Take a massive unit of lesser daemons and some icons and hopefully they will come in in time to act as a massive meat shield for your other units. Invuls! And there's never that many melta shots to go around. They're not push overs in combat either...


----------



## Cyklown (Feb 8, 2010)

Well, don't try to "build a better build", but sit down and work on it. A fully mech'd list can still be developed to not fall on it's face when in front of anti-mech.

A well-rounded all comers list is still the theoretical ideal, in my mind. This isn't magic, after all, the game isn't designed to feed off of a well-planned metagame. There isn't enough planning on GWs part to even start on that.

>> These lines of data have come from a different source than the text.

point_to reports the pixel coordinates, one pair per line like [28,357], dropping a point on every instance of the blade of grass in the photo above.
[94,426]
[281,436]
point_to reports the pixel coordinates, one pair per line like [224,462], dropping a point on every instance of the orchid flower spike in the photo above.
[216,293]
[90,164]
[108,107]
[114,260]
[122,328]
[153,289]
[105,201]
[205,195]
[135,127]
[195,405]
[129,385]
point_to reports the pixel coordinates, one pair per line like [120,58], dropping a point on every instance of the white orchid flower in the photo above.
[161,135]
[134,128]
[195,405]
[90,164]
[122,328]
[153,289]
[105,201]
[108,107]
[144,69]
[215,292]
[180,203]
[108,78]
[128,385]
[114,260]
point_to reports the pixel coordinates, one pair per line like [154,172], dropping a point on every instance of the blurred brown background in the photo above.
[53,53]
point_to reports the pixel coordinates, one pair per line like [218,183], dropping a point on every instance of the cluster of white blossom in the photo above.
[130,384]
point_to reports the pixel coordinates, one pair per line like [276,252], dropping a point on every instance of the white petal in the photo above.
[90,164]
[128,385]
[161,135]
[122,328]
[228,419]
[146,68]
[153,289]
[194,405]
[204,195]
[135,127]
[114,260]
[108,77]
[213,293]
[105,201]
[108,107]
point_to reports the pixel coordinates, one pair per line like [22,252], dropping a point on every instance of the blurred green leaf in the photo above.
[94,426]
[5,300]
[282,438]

There will be times when certain advantages of your units are eliminated. There are still other times when t5fnp would be usefull in that match, and although stubborn guys, or guys with a reroll of moral tests or something might be more usefull than fearless, PMs can still sneak three spec weapons into a squad, so there are still points where that ultimate unbroken (or rather, not yet broken. heh) sword and do the damage that you need them to.

You WILL need to be making full use of smoke, cover, forcing painfull target priority choices on the other guy and all that too, but that's not my area of expertise. There are some good blogs with Vassal-driven diagrams (since clearly the primary purpose of Vassal is to draw really pretty diagrams to explain theory to people. clearly!) our here that can explain stuff. Poke around through some of the blog/hnn/andsoforth contributors personal blogs and you can glean some good stuff


----------